Both a DST and a TIC bring together one or more investors to buy a property. A DST allows up to 499 investors (versus 35 for the TIC), so it can accumulate money for presumably bigger deals. And unlike TICs, DSTs put a manager in charge to make decisions on how to operate the investment.
DSTs have largely shoved aside TICs, which fell out of favor with lenders and were cluttered up with rules such as requiring investors to unanimously agree on major decisions. TIC-DST expert Bill Elson, a certified financial planner in West Des Moines with Spectrum Financial Services, says this shift to DSTs is partly driven by program sponsors who want complete control in determining their profits from acquiring, managing and selling the properties.
"In some situations, this is good, but there could be conflicts of interest," Elson says.

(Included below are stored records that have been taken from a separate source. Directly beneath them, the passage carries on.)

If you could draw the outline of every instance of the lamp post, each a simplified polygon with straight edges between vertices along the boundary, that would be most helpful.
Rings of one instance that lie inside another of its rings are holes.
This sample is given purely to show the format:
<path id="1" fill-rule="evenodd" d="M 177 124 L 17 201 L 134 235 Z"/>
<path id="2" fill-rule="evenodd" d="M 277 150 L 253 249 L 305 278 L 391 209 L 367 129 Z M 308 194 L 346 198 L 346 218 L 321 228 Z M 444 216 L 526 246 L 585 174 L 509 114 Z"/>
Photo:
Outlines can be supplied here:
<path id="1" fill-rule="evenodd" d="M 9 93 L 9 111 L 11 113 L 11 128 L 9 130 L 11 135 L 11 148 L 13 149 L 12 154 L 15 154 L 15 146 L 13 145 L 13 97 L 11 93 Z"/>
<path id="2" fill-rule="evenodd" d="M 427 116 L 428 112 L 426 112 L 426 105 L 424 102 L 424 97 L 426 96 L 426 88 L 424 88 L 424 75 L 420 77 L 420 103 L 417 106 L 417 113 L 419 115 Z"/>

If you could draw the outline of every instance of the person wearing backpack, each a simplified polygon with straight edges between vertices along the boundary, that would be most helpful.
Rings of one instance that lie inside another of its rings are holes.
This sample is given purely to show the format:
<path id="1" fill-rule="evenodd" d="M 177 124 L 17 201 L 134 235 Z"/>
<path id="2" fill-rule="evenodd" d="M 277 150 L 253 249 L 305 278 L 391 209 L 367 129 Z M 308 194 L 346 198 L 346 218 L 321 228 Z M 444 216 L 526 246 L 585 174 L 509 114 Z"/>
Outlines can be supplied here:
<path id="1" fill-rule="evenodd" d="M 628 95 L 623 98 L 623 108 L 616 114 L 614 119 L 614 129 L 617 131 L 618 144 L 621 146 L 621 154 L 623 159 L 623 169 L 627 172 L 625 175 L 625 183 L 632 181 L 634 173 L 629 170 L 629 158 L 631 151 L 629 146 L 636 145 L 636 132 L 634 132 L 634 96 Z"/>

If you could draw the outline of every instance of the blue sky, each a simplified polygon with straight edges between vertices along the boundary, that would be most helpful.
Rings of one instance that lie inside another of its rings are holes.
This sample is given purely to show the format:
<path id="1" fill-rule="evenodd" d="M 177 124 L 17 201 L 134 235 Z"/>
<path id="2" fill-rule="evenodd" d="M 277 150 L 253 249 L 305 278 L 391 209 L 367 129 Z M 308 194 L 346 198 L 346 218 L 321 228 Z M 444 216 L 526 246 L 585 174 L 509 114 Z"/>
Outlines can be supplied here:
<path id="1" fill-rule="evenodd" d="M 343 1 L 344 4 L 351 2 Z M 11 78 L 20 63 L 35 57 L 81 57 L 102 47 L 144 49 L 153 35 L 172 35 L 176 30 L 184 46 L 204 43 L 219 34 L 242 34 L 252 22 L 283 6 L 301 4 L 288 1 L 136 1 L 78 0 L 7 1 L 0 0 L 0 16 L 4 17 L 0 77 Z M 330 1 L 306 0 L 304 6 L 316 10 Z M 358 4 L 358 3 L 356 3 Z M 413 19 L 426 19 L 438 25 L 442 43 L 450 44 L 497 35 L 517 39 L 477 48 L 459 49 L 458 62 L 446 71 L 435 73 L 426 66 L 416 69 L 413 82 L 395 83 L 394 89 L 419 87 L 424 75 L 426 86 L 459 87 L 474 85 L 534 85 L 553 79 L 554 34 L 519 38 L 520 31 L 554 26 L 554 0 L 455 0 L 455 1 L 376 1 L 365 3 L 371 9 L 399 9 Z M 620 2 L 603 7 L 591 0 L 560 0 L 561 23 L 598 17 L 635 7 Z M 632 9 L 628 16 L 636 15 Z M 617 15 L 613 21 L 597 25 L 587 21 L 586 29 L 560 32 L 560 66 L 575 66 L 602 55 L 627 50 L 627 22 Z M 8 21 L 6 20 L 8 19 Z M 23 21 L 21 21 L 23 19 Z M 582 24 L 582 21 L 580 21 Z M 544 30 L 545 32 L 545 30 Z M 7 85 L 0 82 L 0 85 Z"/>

For instance, the manager is getting paid to manage a property, so is it in his best interest to sell it? Also, Elson says they might be paid to buy and sell properties. So the compensation of the manager needs to be fully understood and agreed to before investing.
Yet a DST is the only format Elson has seen where diversified portfolios are being purchased, rather than buying just a single building in one location such as an apartment building, shopping center, office or warehouse. Instead of investing in one building in one town with one tenant in a TIC, investors in DSTs can buy into 10 to 20 buildings from different national tenants in different geographic locations.